La Constitution est l’affaire des constitutionnalistes et des juristes, elle ne peut être prisonnière des associations satellites. Idem pour la loi sur les partis, la loi sur l’information ainsi que le Code électoral. A présent, la polémique est bien lancée même à l’intérieur des partis déjà consultés. Les islamistes, le MSP et El Islah, notamment, se sont lancés dans la bataille des priorités.
Pour ces deux partis, les réformes doivent commencer par la révision de la Constitution avant d’entamer d’autres projets. Or, la loi fondamentale ne sera révisée qu’après la prochaine législature. Sid Ahmed Ghozali, ancien chef de gouvernement, a ajouté une couche à cette polémique. Pour lui, le problème réside en le respect des lois…Les avis divergent. L’autre point qui a suscité des critiques est lié à l’agenda ainsi qu’au temps accordé aux invités. Comme souligné plus haut, des lois déterminantes pour l’avenir de la Nation sont discutées en quelques minutes.

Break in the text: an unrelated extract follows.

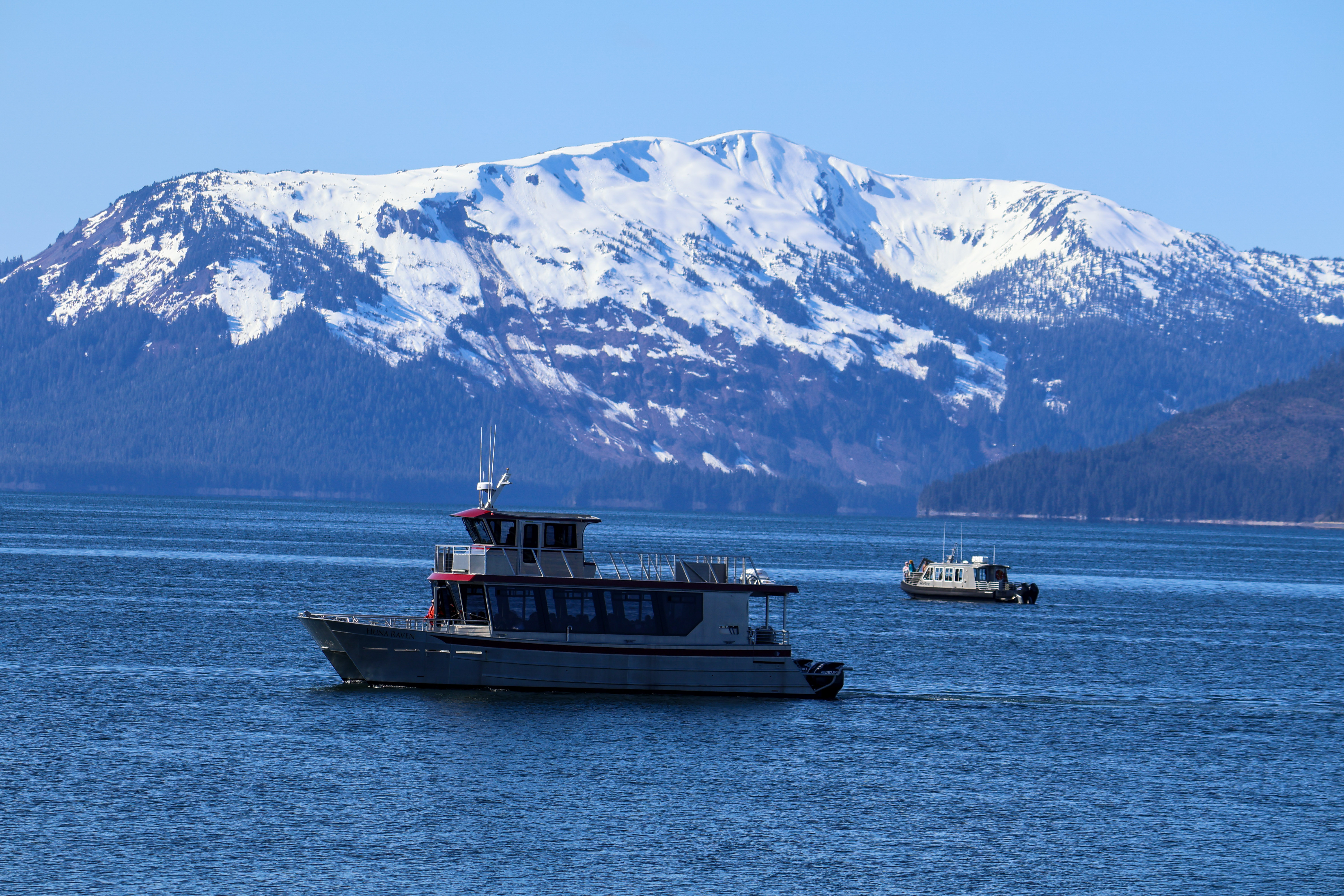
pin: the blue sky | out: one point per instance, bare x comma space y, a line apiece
1226, 119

Les consultations avec «ces acteurs» n’ont pas dépassé pour certains entre 30 minutes et une heure pour chaque «acteur». Concernant l’agenda, aucun calendrier définitif n’a été rendu public. Les noms des partis et associations ne sont communiqués que la veille de la rencontre.
A présent, certains partis ignorent s’ils seront consultés ou pas. Cela, à cause du flou qui accompagne l’agenda des consultations. Même si Abdelkader Bensalah, chargé par le président Bouteflika, avait «rassuré» qu’aucun acteur ne sera exclu.

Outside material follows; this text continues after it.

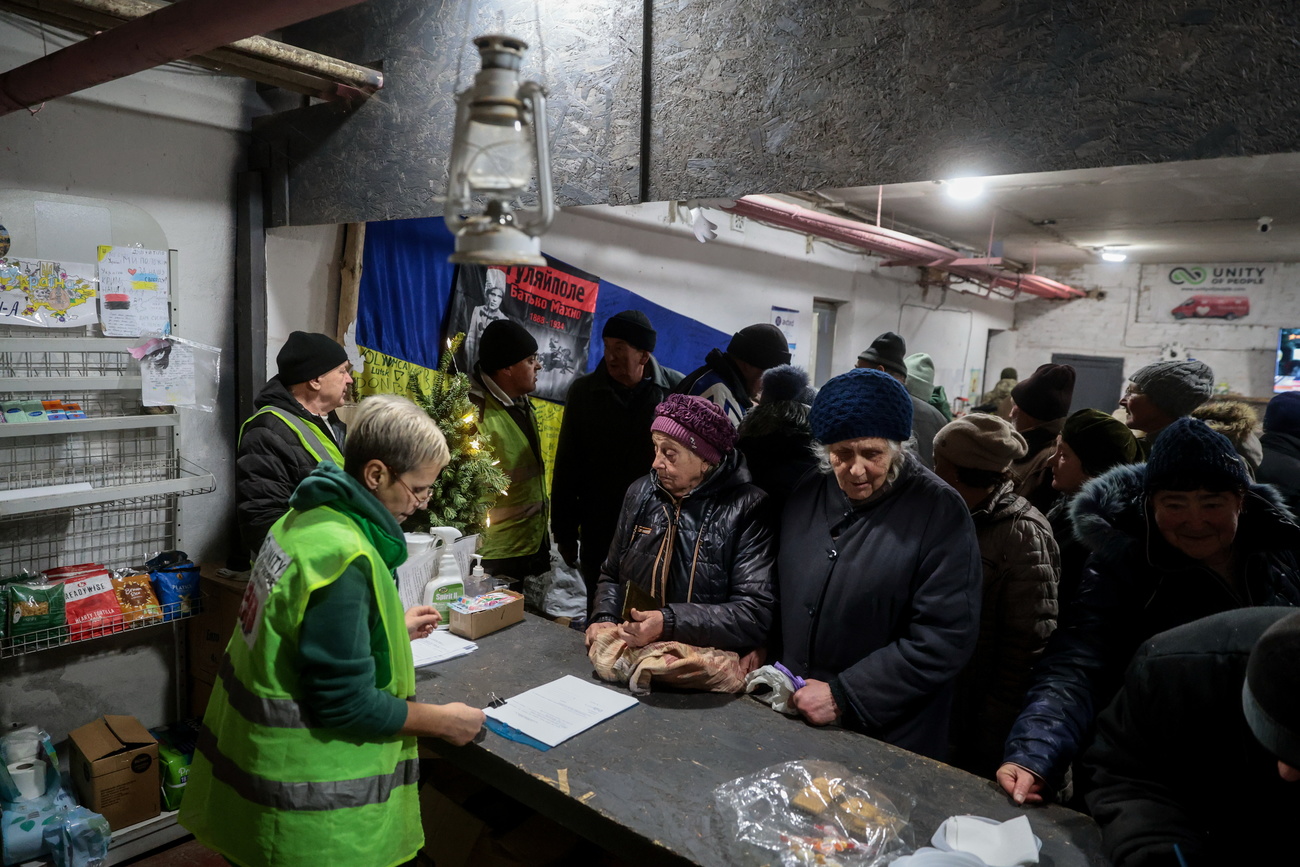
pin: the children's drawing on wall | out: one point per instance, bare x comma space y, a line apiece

Cette garantie porte, en elle-même, une bombe qu’il faut très vite désamorcer. Les portes du dialogue seront ouvertes à tous les hommes politiques, excepté les tenants de la violence. Madani Mezrag, ex-émir de l’AIS, a manifesté son souhait, dans une déclaration à la presse, de faire partie «des hommes politiques» à consulter.
Ce dernier qui avait bénéficié de la grâce, sera-t-il inclus ou pas dans la liste des tenants de la violence? Pour bon nombre d’observateurs, il est indispensable, pour donner plus de crédibilité à ces réformes, de tirer au clair cette question. Certes, il est trop tôt pour établir un jugement sur le travail de l’instance de Bensalah, toutefois, les premiers jours du dialogue soulèvent des interrogations légitimes qui méritent d’être clarifiées.